9.3: (a) One mutation that might cause the constitutive phenotype is a mutation in an operator region of the enzyme-coding gene that makes it insensitive to repression. The second is a mutation that impairs the structure of the repressor. Such mutations can range from deletion of the repressor gene to subtler mutations that impair binding of the repressor to arginine, to the DNA, or to both. (b) A mutation in an arginine biosynthetic enzyme, not sufficient to cause a requirement for arginine but enough to reduce the amount of arginine in the cell, could activate a regulatory response by a normal regulatory system and induce constitutive synthesis.
9.6: The mutant gene should bind more of the activator protein, or have more efficient binding of the activator. Thus, the mutant gene should be induced with lower levels of activator protein or expressed at higher levels, compared to wild-type.

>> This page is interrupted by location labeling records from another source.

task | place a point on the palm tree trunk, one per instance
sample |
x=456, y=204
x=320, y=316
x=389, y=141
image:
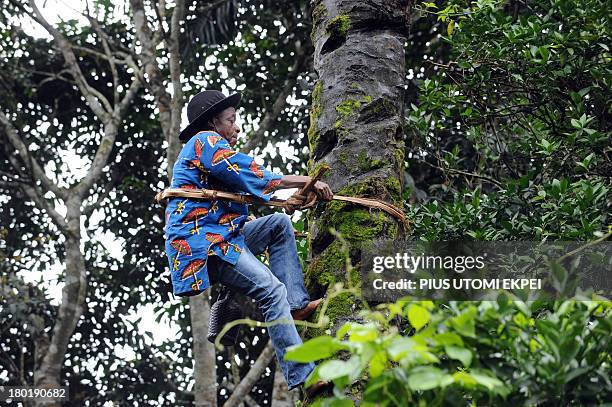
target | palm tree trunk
x=356, y=127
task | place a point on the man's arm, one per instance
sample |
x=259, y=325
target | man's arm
x=298, y=181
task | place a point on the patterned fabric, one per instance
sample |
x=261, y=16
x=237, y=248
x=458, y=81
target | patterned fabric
x=196, y=229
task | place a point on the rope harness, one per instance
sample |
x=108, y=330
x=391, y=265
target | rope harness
x=303, y=199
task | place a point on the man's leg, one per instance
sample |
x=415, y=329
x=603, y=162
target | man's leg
x=275, y=232
x=252, y=278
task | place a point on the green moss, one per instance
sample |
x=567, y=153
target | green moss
x=340, y=306
x=315, y=111
x=319, y=13
x=348, y=106
x=328, y=267
x=343, y=158
x=398, y=153
x=339, y=26
x=394, y=188
x=316, y=168
x=356, y=223
x=365, y=164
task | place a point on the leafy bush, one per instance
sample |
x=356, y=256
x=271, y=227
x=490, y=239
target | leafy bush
x=488, y=353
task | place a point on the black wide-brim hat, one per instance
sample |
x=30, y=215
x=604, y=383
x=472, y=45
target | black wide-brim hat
x=202, y=107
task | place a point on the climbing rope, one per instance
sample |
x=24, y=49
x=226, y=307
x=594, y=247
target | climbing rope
x=302, y=199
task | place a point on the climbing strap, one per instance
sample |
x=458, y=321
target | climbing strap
x=302, y=199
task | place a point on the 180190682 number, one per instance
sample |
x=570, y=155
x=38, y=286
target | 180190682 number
x=23, y=393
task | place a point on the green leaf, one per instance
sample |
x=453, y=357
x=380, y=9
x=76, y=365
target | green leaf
x=490, y=382
x=462, y=354
x=314, y=349
x=418, y=316
x=424, y=378
x=450, y=28
x=378, y=364
x=448, y=338
x=464, y=323
x=334, y=369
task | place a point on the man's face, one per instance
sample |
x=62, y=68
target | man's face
x=225, y=123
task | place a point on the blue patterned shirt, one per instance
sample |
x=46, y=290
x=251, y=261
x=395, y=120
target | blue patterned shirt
x=197, y=229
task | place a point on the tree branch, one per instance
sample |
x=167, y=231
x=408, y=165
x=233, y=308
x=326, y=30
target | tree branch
x=155, y=78
x=247, y=399
x=271, y=115
x=36, y=171
x=95, y=100
x=247, y=383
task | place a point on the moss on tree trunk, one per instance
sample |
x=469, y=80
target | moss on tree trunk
x=356, y=127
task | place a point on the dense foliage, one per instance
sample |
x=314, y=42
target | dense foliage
x=508, y=138
x=514, y=118
x=453, y=354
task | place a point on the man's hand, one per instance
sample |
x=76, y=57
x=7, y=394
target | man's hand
x=323, y=191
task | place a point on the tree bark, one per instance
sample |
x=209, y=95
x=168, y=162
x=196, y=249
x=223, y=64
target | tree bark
x=281, y=395
x=356, y=127
x=246, y=384
x=205, y=371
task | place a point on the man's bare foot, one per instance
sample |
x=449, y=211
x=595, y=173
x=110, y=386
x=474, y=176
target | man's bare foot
x=302, y=314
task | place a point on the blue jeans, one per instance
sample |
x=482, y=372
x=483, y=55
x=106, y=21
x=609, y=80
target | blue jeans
x=278, y=290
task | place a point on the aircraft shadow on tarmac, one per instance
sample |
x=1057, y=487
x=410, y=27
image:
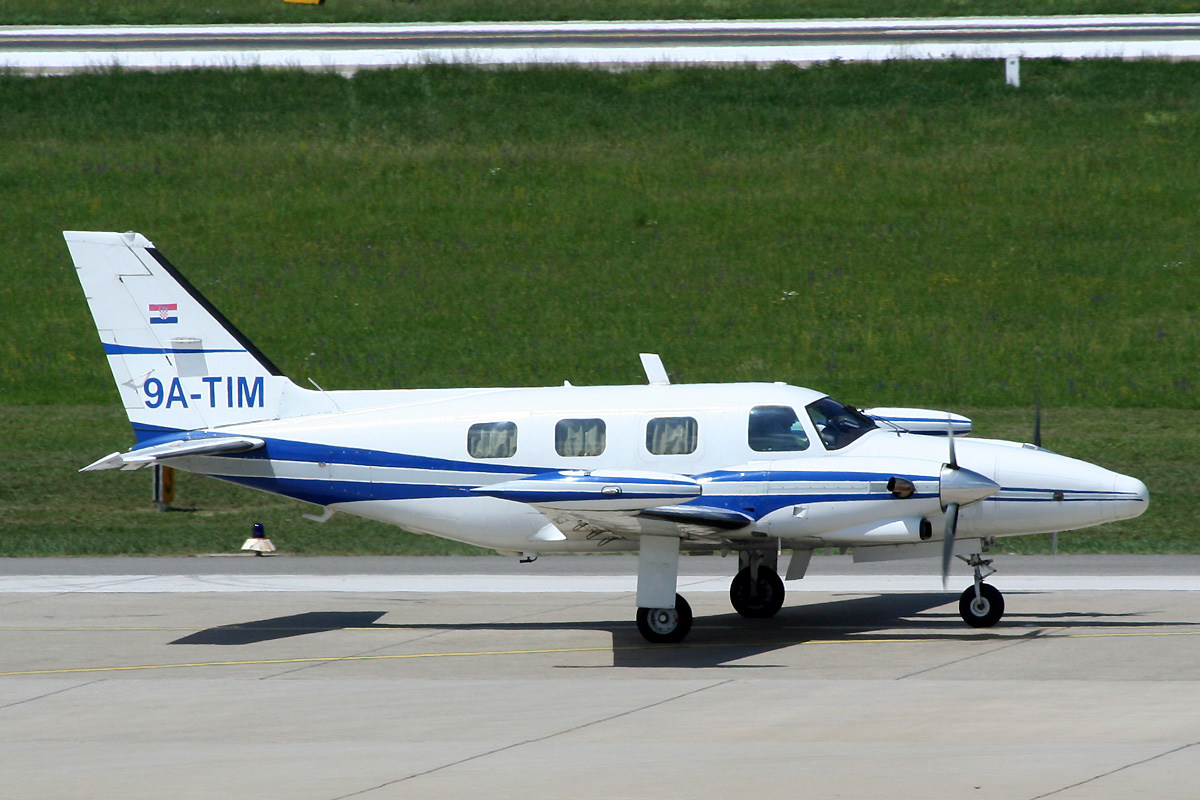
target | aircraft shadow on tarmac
x=717, y=639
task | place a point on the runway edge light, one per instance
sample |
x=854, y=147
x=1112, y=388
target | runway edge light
x=258, y=542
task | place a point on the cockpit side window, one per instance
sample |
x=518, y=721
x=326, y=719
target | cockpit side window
x=775, y=428
x=838, y=425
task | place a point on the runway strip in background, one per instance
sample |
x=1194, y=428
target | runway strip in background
x=569, y=575
x=351, y=47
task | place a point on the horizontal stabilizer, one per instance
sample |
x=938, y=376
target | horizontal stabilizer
x=145, y=456
x=598, y=491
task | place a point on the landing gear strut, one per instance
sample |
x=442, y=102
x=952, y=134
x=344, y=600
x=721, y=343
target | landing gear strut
x=981, y=605
x=665, y=625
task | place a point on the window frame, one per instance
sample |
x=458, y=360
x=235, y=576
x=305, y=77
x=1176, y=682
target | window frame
x=561, y=437
x=690, y=434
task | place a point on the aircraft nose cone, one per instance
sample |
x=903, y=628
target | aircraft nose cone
x=1133, y=497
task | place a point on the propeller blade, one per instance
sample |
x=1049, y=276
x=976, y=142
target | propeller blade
x=952, y=524
x=949, y=434
x=1037, y=417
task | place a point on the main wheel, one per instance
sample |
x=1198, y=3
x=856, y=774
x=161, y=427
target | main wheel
x=665, y=625
x=983, y=611
x=761, y=601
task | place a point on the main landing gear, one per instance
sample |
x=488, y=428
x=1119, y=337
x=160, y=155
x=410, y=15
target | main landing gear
x=981, y=605
x=756, y=596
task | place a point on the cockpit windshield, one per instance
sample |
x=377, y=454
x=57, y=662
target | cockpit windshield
x=838, y=425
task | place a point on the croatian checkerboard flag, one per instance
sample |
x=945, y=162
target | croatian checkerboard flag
x=163, y=313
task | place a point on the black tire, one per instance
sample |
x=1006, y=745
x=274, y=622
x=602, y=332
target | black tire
x=665, y=625
x=985, y=611
x=762, y=603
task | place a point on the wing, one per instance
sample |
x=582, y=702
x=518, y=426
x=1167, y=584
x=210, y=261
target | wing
x=619, y=504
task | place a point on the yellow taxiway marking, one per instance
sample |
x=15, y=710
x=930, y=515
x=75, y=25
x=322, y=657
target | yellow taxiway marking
x=252, y=662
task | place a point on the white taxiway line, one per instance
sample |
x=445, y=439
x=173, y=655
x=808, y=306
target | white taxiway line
x=519, y=584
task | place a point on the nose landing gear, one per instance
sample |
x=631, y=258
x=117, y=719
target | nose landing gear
x=665, y=625
x=981, y=605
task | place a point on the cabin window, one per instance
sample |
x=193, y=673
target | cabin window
x=580, y=437
x=492, y=439
x=671, y=435
x=838, y=425
x=775, y=428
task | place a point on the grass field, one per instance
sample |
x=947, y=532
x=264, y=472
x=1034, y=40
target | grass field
x=894, y=234
x=73, y=12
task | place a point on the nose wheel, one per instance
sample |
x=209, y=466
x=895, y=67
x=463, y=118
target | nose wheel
x=981, y=605
x=665, y=625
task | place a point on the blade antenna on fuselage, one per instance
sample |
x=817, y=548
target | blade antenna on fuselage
x=952, y=511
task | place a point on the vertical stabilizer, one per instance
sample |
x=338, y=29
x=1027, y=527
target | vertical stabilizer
x=178, y=362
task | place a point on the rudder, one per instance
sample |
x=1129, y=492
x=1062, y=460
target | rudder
x=178, y=362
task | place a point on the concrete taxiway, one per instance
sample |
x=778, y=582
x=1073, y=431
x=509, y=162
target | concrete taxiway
x=384, y=689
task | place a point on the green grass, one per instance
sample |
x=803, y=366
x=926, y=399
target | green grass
x=100, y=12
x=911, y=234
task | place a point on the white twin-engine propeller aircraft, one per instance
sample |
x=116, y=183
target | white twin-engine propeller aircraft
x=659, y=469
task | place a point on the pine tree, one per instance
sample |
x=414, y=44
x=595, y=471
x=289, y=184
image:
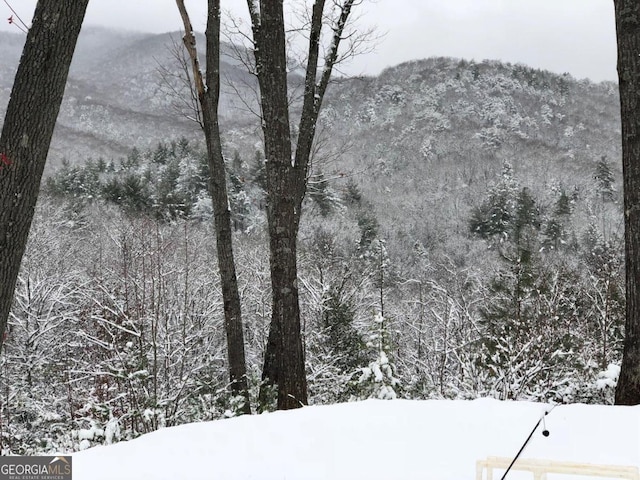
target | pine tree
x=604, y=180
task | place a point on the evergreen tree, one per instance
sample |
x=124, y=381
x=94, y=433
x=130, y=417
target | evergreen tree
x=495, y=217
x=604, y=180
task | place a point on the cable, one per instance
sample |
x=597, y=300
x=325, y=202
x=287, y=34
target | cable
x=545, y=432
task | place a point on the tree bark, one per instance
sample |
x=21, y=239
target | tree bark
x=287, y=180
x=627, y=13
x=29, y=122
x=284, y=358
x=208, y=95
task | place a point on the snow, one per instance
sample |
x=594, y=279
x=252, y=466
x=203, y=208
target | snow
x=374, y=439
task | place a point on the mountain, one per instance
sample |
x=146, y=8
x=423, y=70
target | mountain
x=116, y=98
x=420, y=114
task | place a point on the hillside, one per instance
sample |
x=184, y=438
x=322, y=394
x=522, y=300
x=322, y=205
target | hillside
x=461, y=238
x=373, y=440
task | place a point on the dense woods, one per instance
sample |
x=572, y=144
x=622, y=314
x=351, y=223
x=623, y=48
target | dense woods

9.10: (a) The phenotype of cells with mutant Gal4p would be non-inducible; the mutant gene would be recessive because the wild-type Gal4p would still function normally. (b) The phenotype of cells with mutant Gal80p would be constitutive; the mutant gene would be recessive because wildtype Gal80p would bind Gal4p in the normal way.
9.18: (a): Yes, the repressor is functional, and the presence of lactose activates transcription of the lac genes; (b) and (d): Yes, at 42C, the repressor cannot bind the operator, which means that the lac operon is transcribed whether or not the inducer is present. (c): No, at this temperature, the repressor functions normally – because lactose is absent, the lac operon is in a repressed state.
14.1. The frequency of A1 equals 0.35.
14.2. The expected frequency of A2 in the next generation is the same as its frequency in the current generation: 0.65.
14.4. (A) no; (B) yes.
14.8. The frequency of homozygous recessives is q2 = 0.16; this implies that q=0.4. The frequency of the dominant allele is therefore p=0.6.
14.9. Two issues need to be considered. First, recessive alleles are maintained in heterozygous individuals and so are not exposed to selection. Second, new mutations in each generation replenish the number eliminated by selection in the homozygous recessives.
14.16. The numbers of alleles are as follows: A, 8+10+2 = 20; B, 10+48+20=78; C, 20+20+2 = 42. The total number of alleles is 140, so the allele frequencies are as follows: A, 20/140 = 0.14; B, 78/140 = 0.56; C, 42/140 = 0.30. The expected numbers among the 70 plants are:
AA: 1.42, AB: 11.14, BB: 21.72, BC: 23.40, CC: 6.30, AC: 6.00.